Performance options in $HOME/.s3cfg¶

multipart_chunk_size_mb = 256

The multipart chunk size is tunable, it's there for people with shaky internet connections and mean that files larger than 256MB will be uploaded in pieces. If you see issues with resends, you can try lower sizes like 16MB. After all pieces are completed, an MD5 of the whole file will be compared against the checksum of the local file, to ensure the file was correctly uploaded.

We have uploaded lots of files of sizes above 1G without issues, and using larger chunks will allow s3cmd reach higher speeds at the cost of larger resends in case anything does happen during transport. The upper limit seems to be somewhere above 2G.

We will not allow unencrypted access, so the https and ssl options should be left as is.

The default http chunk size for each subpart seems low, defaulting to either 4096 or 65536 depending on s3cmd version.
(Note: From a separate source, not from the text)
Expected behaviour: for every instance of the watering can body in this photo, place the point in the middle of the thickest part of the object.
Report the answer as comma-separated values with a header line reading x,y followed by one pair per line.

If you are on a decent network, you can bump these numbers also for some extra performance.

send_chunk = 262144
recv_chunk = 262144

If you have huge amounts of data to send, you can of course parallelize the whole operation by starting several s3cmd clients, perhaps handling one directory each or with separate --files-from=FILE input lists.

Other flags and options¶

s3cmd has subcommands for many different operations, not all of them applicable to our service, but among the useful ones is the command to synchronize a local folder over to an s3 bucket as a simple backup method.

In that scenario, you might run over the same files over and over and only send the newly arrived files which doesn't already exist at the s3 side.

In order to prevent s3cmd from re-calculating the local MD5 sums on every run, add a

--cache-file=/path/to/cache.md5s to the s3cmd invocation and it will note the timestamp of the files along with the MD5 sum so that it can skip that part on every upcoming run.

s3cmd --list-md5 ls s3://unique-bucket-name

will show the server side checksums, which are also stored alongside with each file. MD5 is not a 100% perfect checksum and intentionally crafted files having the same checksum has been created, so people needing more certainty are encouraged to run other algorithms and store the results alongside with the files for added confidence.